What do European consumers think about sustainable food?

What do European consumers think about sustainable food?

What do European consumers think about the sustainability of their own food behavior? What are their perceptions of sustainability? Can we measure determinants of sustainable food behavior or find similarities across European countries?

Identifying determinants is important. With that knowledge, we can anticipate which behavior consumers are willing to change under which conditions, and translate this information into metrics and models for generating a sustainable and healthy diet.

To get to know what is at stake in European consumers’ minds, a team of Dutch SUSFANS researchers conducted a web-survey among 5043 respondents from five countries, namely the Netherlands, Denmark, the Czech Republic, France and Italy. The goal was to quantify per country which aspects of sustainability are important to consumers, how often certain sustainable behavior is reported and what the psychological drivers of this behavior are.

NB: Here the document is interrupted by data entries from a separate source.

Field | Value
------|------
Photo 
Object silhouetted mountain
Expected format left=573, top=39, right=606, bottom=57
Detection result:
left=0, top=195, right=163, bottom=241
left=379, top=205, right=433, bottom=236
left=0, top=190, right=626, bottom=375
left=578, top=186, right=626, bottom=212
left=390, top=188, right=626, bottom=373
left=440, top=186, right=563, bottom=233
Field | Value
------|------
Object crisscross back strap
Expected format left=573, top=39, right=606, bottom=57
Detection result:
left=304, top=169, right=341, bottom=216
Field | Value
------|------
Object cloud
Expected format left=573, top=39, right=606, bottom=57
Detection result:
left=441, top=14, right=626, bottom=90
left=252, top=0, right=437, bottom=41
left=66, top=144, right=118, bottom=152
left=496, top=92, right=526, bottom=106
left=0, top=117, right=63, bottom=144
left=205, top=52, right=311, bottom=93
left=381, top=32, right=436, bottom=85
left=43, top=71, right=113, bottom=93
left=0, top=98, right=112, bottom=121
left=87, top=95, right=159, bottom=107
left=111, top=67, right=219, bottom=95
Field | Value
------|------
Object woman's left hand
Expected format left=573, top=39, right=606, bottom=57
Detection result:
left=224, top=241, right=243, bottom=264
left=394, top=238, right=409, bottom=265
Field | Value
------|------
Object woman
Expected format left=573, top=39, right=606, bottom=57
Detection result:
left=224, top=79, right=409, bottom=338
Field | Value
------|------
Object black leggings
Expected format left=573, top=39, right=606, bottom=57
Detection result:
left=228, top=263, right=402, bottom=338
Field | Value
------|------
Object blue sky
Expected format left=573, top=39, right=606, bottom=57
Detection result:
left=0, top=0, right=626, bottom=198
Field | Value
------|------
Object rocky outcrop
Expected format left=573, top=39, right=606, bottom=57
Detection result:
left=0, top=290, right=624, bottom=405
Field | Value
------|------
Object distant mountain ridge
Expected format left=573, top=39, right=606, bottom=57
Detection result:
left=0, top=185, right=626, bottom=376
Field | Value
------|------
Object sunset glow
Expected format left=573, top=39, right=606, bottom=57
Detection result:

View of sustainable food consumption

Four aspects of sustainable food consumption were often mentioned in all countries:

  1. Seasonal fruits and vegetables
  2. Reducing food waste,
  3. Water use and
  4. Use of natural resources.

However, perceptions differ per country: Seasonal fruits and vegetables were particularly often mentioned by the respondents from France (49 percent) and food waste by the participants from Denmark ( 41,3 percent). In addition, in the Netherlands air and water pollution is often perceived as an aspect of sustainability. In Denmark, organic food consumption and animal welfare are often mentioned. In the Czech Republic, healthy food and land use stand out. In France, local and regional food as well as transportation distance of food play a big role. Finally, in Italy, food safety is raised more often and considered important for consumers.

Sustainable food behavior and willingness to pay

When asked about their sustainable food intake, most respondents mentioned  consuming seasonal or local food. This is followed by free-range products/products with a sustainability logo/smaller portions, followed by organic/fair trade products. Least mentioned by consumers was the intake of  vegetarian products.

Choices and ranking are quite varying between countries. For example in the Netherlands, sustainable food behavior is relatively low, especially with regard to seasonal or local products. In Denmark more intake of organic or fair trade and free range products or products with a sustainability logo and smaller portions were reported. Read the paper for a complete ranking on different themes.

Results show that consumers are in general not particularly willing to pay extra for a sustainable product. Noticeably, Italians are most willing to pay extra.

Meat replacement

When the survey participants were asked about openness to replacers of meat, they are mostly open to animal-based products like fish, cheese and eggs.  
Their second alternative was plant-based products. But they did not really like it: On average, the respondents were not so open to this. Ranked last are new products like insects or in-vitro meat.

Consumers are thus most open for the alternative that has the least benefits in terms of environmental sustainability. For a replacement of meat by plant-based alternatives there seems to be a longer way to go and for new products consumers are generally not open. 

Differences between countries

Results show that respondents from the Czech Republic are more open to animal-based products instead of meat than in France. France and Italy are more open than those in The Netherlands and Denmark. Nevertheless it was considered the best alternative in all countries.

Regarding plant-based alternatives, results show that respondents in Italy and France are more open than in the other countries. Also Denmark is less open to plant-based alternatives than the other countries.

Finally, France is more open to new types of products as alternatives for meat than all the other countries except the Netherlands. The Netherlands is more open to new types of alternatives than Denmark and the Czech Republic. Czech Republic consumers are less open to new alternatives.

Unknown: Sustainable consumption

Consumers are on average not really conscious about sustainable consumption. Consumers are most conscious about sustainable consumption from an  economic viewpoint, caring for long-term economic and personal well-being, followed by a social viewpoint which entails a maximum  beneficial impact on society. Consumers are least aware of environmental aspects of sustainable consumption such as recycling and energy. 

Drivers of sustainable behavior

Country, demographics, consumer characteristics and food choice motives are important drivers of sustainable behavior, openness to meat alternatives and willingness to pay for sustainable products. 

For example, the social norm (the extent to which one believes that people around them are eating sustainably), interest in sustainable food consumption and high sustainability food motives predicts consumption of sustainable products.

Although consumers do report  to be somewhat negative that they can effectively influence sustainable food consumption as an individual. 

Europeans tend to reduce environmental impacts

Across all countries, reduced environmental impact is the sustainability domain that is ranked most often as most important, followed by viable and socially balanced agri-food businesses. Balanced and sufficient diets scores on the third place and global food and nutrition security on the last place. Interestingly, the countries differ to a large extent in terms of ranking the sustainability goals. In Denmark, for example, global food and nutrition security scores highest whereas overall, this aspect ranks lowest.